In the AV amplifier 20, the audio signals SL and SR received at the input 
terminals 21a and 21b are processed in the surround processor 23 in 
accordance with a required logic operation, and then output four-channel 
five signals therefrom. That is, the input signals SL and SR are passed 
through the surround processor for outputting the unprocessed input 
signals SL and SR as the right and left front signals Fl and FR, while the 
input signals SL and SR are subtracted in the surround processor for 
outputting a subtracted signal (SL-SR) as the right and left rear monaural 
signals RL and RR, and the input signals SL and SR are added in the 
surround processor for outputting an added signal (SL+SR) as the center 
front signal FC. 
In the audio signals derived from the surround processor 23, the audio 
signals FL and FR are fed directly to the main volume controllers 24a and 
24b for controlling the sound volume thereof, whereby the 
volume-controlled audio signals FL is fed to the power amplifier 29a 
through the output terminal 26a, connecting pin 27a and input terminal 
28a, and then the amplified audio signal FL is fed to the left front 
speaker through the output terminal 30a, while the volume-controlled audio 
signal FR is fed to the power amplifier 29b through the output terminal 
26b, connecting pin 27b and input terminal 28b, and then the amplified 
audio signal FR is fed to the right front speaker through the output 
terminal 30b. 
Further, the audio signals RL, RR and FC are fed to the volume controllers 
25a-25c, and then to the main volume controllers 24c-24e for controlling 
both the acoustic balance and sound volume.
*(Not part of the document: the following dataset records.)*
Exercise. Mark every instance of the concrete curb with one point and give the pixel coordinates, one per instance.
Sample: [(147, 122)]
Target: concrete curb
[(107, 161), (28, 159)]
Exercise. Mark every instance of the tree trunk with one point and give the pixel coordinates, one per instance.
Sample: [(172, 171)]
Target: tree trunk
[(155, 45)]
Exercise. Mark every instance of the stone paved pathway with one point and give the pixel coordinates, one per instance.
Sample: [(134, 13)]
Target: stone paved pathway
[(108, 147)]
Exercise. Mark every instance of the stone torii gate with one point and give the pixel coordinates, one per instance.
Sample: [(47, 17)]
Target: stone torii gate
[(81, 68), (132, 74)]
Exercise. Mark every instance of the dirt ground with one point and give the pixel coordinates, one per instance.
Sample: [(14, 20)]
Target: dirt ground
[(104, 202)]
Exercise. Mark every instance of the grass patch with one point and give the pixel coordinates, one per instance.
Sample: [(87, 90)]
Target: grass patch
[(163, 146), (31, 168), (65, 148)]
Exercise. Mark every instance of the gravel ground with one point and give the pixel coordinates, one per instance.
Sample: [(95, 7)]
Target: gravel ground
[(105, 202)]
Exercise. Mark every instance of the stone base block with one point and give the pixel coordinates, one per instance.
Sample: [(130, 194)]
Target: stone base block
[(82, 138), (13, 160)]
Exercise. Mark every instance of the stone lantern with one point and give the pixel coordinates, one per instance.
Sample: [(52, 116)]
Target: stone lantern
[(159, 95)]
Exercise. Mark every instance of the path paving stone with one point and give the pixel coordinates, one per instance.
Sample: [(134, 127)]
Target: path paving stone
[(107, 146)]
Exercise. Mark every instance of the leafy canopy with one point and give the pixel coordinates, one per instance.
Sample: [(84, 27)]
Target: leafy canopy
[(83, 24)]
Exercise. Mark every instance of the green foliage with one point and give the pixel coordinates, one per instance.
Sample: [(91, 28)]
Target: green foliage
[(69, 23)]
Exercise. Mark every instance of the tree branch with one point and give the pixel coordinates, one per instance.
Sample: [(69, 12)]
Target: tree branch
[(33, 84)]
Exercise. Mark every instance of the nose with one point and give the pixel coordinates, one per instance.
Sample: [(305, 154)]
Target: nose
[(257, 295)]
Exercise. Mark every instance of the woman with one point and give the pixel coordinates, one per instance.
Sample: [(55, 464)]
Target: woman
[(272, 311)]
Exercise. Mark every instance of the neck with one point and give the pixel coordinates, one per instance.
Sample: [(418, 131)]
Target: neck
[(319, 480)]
The volume controlled audio 
signals RL, RR and FC are in turn fed to the input terminals 17a-17c of 
the audio signal decoding unit 10 through the output terminals 26c-26e. 
In the audio signal decoding unit 10, since the movable terminals of the 
switching circuits 16a-16c are switched to the fixed terminals connected 
to the input terminals 17a-17c, the input audio signals RL, RR and FC 
received at the input terminals 17a-17c are fed to the output terminals 
18a-18c through the switching circuits 16a-16c, and then to the input 
terminals 28c-28e of the AV amplifier 20. The audio signals received at 
the input terminals 28c-28e are fed to the power amplifiers 29c-29e and 
the amplified audio signals are applied respectively on the right rear 
speaker, left rear speaker and center front speaker through the output 
terminals 30c-30e. 
As it has been described herein above, according to the present invention, 
the four-channel audio signals in accordance with the Hi-vision 3-1 sound 
system can be reproduced properly by providing the adjustment of the 
acoustic balance therebetween with use of the AV amplifier arranged for 
the Dolby surround system. 
It is to be understood by those skilled in the art that the foregoing 
description relates only to the preferred embodiment of the invention and 
that various changes and modifications may be made in the invention 
without departing from the spirit and scope thereof.